There should be a sensor on top of the trasfer case that will send signal to acuator when put in 4 wheel drive inside. The sensor above the acuator just sends a signal to the light on the switch. If you have the old thermal acuator and have to replace it you will want to upgrade to the later style servo motor style after you have checked everything mentioned above. Also i am sure you muse of checked the fuses in the interior fuse panel. Check the 4WD and Transfer case fuses if that was over looked. ;)

Keep me posted friend:D
 
I checked the fuses located in the engine bay. I took a quick look inside the car for a fuse panel but I didn't see any, where is it located?
 
I checked the fuses located in the engine bay. I took a quick look inside the car for a fuse panel but I didn't see any, where is it located?

Fuse panel is located at the end of the drivers side dash, you need the drivers door open to access the fuse panel. Let me know if you need a printable manual and i can send you a link for a free manual down load for your Sierra. ;)
 
Alright I think I have the upgraded version. On the passenger side of the front differential, above the axle, there is a cylinder shaped module (about 5 inches in length) with a wire harness connecting to it. The harness has four wires in it. One wire, when connected to any other wire on that harness, reads 12v. Any combination of the other wires yields no voltage.

I looked around the diff. and saw no other connectors. I am assuming that this is my actuator despite it having 4 wires instead of three. Am I wrong?

Thanks

Edit: Oh and I checked the interior fuse panel, there was one fuse burnt out but it was the one for my climate control. At least that's one problem down :)
 
Alright I think I have the upgraded version. On the passenger side of the front differential, above the axle, there is a cylinder shaped module (about 5 inches in length) with a wire harness connecting to it. The harness has four wires in it. One wire, when connected to any other wire on that harness, reads 12v. Any combination of the other wires yields no voltage.

I looked around the diff. and saw no other connectors. I am assuming that this is my actuator despite it having 4 wires instead of three. Am I wrong?

Thanks

Edit: Oh and I checked the interior fuse panel, there was one fuse burnt out but it was the one for my climate control. At least that's one problem down :)

If you are getting 12 Volts to the actuator, then your front axle is active. disconnect the wire and see if the front actuator will disengage the frond axle. Most likely it should, if that's the case, then there is a good chance that's it's the switch it self on the dash.

The switch on the dash is know to fail by the circuit board will crack and shorting will occur. Inspect the switch and you may get luck like most and just need to re-solder the board unless it's to far damaged.

Keep me posted. ;)
 
GREAT NEWS!!!!!

...The truck won't start.

I am not getting any fuel pressure at the schrader valve... I don't even hear the pump attempting to build pressure. I know old GM's used to have a problem with the gas gauge registering a quarter tank (like it is now) but the tank was actually empty. Is this a problem with the Sierra?
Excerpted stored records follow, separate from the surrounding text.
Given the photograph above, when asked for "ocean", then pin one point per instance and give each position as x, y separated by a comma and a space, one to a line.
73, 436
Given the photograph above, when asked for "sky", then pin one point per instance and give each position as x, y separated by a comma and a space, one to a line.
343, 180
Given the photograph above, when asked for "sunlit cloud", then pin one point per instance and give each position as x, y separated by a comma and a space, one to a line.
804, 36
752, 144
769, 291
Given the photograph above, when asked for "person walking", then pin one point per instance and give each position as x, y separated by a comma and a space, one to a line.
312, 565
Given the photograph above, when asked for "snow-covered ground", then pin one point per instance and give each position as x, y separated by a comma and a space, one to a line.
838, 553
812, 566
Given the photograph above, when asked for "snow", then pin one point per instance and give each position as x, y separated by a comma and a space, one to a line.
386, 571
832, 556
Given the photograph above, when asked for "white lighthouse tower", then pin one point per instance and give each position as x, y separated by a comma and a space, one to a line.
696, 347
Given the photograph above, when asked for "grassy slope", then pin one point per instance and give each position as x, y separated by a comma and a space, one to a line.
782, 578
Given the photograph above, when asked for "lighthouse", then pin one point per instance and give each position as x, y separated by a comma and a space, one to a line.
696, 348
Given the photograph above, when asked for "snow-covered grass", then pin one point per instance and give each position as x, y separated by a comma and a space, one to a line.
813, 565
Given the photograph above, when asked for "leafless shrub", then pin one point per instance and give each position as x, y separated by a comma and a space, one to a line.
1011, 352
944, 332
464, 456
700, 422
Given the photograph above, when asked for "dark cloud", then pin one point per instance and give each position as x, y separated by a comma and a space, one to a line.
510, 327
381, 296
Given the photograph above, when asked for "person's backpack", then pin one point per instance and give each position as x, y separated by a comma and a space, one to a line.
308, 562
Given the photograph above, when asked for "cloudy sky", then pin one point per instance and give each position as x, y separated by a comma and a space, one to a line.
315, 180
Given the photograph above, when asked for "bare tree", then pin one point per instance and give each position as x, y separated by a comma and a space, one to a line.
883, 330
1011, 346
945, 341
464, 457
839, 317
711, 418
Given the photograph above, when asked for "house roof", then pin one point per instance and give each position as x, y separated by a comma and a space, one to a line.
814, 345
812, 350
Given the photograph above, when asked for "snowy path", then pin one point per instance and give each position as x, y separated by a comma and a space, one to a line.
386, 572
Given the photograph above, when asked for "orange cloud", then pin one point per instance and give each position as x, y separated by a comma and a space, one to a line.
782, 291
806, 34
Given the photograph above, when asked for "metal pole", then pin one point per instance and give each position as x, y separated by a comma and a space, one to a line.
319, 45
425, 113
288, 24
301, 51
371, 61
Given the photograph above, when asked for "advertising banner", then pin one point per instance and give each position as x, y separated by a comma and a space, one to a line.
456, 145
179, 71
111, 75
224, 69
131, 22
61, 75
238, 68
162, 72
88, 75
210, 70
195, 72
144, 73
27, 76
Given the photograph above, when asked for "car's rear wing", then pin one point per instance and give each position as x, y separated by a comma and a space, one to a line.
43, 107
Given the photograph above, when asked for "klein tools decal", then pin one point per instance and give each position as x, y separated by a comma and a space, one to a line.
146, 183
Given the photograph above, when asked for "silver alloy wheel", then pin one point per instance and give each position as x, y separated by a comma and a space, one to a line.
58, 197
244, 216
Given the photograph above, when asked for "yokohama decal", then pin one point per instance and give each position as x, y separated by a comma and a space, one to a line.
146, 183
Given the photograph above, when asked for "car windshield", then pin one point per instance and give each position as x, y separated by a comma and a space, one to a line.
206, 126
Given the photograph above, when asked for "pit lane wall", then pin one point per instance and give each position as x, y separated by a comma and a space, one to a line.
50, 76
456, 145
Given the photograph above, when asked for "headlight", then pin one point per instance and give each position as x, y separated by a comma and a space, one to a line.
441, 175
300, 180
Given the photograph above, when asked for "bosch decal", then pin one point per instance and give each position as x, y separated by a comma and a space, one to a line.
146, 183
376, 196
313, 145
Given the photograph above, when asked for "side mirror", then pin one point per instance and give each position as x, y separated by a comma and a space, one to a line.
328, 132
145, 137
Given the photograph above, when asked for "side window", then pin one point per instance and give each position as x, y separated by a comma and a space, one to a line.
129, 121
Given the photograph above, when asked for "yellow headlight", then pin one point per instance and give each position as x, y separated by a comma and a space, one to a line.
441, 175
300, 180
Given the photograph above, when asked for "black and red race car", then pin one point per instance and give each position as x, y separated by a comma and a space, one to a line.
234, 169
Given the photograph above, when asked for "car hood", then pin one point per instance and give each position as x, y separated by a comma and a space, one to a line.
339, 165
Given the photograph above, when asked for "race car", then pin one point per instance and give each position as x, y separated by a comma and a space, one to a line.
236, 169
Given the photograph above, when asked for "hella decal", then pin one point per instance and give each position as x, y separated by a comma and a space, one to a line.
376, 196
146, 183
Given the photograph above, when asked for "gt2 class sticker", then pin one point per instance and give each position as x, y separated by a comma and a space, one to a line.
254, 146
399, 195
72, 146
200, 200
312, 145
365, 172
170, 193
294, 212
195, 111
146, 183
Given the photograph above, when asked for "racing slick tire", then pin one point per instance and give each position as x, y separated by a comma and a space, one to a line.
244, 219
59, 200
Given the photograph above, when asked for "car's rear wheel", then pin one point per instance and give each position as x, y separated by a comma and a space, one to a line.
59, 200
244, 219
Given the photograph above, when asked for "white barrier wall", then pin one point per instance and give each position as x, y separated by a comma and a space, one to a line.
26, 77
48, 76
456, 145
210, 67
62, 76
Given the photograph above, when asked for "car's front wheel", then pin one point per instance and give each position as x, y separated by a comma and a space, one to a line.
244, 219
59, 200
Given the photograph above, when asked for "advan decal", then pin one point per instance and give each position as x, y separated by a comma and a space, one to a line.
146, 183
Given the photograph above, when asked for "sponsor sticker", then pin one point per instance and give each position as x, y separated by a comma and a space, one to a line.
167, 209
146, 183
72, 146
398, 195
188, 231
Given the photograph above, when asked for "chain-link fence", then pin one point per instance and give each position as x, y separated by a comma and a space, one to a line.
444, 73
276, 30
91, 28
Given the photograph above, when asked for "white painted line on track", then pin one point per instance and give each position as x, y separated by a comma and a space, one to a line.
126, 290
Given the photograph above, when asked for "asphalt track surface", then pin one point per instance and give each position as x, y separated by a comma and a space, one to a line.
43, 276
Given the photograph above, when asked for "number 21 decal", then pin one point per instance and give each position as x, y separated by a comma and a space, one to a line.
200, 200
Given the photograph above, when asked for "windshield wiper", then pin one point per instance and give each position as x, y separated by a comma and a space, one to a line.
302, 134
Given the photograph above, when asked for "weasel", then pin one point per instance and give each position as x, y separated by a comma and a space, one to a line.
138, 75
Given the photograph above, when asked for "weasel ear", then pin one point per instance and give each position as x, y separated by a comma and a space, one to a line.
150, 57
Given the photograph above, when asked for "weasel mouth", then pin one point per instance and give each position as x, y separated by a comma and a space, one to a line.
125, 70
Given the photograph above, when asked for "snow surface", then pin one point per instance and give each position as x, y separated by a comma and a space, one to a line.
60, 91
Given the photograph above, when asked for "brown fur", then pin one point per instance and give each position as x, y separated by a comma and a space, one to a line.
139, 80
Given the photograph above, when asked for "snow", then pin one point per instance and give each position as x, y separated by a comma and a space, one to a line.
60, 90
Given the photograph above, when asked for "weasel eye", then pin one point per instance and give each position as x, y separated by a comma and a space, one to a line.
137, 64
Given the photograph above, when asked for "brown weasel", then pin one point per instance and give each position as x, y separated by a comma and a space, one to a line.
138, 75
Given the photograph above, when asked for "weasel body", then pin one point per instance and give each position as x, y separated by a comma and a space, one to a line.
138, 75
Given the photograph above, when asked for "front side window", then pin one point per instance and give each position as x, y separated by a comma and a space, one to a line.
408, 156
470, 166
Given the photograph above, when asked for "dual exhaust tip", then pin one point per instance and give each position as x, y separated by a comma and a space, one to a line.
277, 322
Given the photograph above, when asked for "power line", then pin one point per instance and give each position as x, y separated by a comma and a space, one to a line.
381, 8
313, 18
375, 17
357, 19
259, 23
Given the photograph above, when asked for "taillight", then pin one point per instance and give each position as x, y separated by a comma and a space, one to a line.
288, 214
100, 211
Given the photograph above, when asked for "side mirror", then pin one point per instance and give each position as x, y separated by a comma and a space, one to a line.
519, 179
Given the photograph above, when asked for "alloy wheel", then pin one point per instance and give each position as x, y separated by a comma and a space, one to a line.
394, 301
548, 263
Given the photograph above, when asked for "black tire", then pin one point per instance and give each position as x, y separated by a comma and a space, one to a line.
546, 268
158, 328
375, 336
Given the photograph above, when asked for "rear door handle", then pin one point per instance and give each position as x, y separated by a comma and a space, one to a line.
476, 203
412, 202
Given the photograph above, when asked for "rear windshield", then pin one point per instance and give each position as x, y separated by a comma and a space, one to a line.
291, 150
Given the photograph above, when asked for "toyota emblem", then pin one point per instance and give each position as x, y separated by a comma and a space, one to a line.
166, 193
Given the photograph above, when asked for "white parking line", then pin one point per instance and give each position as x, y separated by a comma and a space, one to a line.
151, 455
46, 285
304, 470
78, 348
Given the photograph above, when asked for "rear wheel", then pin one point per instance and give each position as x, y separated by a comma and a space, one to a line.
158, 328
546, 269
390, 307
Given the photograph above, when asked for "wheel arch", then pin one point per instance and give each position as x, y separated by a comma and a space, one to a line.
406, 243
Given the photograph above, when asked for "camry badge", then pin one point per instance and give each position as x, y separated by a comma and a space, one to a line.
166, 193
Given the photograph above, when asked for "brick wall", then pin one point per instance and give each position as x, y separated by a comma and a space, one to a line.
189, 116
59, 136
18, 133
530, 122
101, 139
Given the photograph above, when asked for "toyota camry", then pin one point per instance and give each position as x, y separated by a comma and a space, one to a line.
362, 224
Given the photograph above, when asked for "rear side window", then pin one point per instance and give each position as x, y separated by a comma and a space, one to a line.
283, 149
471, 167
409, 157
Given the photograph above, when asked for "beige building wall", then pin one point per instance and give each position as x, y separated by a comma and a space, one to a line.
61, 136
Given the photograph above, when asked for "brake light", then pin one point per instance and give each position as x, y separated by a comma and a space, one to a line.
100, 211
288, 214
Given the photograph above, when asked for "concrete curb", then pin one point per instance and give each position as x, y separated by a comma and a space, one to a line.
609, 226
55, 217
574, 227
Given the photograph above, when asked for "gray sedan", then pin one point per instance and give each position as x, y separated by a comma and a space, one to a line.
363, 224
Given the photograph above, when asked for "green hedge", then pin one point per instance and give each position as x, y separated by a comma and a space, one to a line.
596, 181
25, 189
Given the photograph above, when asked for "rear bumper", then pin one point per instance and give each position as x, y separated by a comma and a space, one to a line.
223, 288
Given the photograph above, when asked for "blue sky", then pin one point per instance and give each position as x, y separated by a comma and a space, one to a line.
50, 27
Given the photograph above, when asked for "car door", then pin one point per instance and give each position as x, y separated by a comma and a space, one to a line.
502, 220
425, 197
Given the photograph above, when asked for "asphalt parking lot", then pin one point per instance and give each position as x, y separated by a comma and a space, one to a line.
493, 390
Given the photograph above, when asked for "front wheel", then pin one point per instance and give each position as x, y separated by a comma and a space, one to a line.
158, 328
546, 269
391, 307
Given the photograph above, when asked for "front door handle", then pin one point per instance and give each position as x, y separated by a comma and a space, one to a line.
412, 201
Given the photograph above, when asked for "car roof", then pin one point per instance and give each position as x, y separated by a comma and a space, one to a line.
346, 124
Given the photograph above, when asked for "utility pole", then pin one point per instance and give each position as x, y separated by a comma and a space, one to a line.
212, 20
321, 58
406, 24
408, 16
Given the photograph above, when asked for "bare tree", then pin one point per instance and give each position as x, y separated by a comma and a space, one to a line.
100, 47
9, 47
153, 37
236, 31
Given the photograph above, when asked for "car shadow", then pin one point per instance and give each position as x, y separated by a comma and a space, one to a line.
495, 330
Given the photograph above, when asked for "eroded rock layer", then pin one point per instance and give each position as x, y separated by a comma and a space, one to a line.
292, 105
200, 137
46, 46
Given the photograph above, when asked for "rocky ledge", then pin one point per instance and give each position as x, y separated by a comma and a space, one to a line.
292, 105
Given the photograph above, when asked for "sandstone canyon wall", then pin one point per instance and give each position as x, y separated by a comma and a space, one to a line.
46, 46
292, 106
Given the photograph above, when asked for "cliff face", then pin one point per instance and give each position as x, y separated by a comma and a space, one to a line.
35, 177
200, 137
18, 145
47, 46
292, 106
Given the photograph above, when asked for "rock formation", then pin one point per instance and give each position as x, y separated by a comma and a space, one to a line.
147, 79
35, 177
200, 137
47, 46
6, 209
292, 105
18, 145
I am going to get a jerry of gas, test the relay, and hope to god it is something simple because if the pump is dead I am going to cry...

any suggestions?
 
Car won't start.

It turns over, but there is no fuel pressure at the schrader. I don't hear the pump trying to build pressure when the ignition is 'on'. I am going to test the relay and hope the fuel pump is fine.
 
Car won't start.

It turns over, but there is no fuel pressure at the schrader. I don't hear the pump trying to build pressure when the ignition is 'on'. I am going to test the relay and hope the fuel pump is fine.

Check your ECM fuse, the fuel pump get's it's 12 volt from the ECM. Aways start with the simple before you tear in to the hard things LOL.

Keep me posted friend. ;)
 
Fuses are good.

Tank has gas in her

No pressure still.
 
sounds like a fuel pump to me, anyone else have any ideas?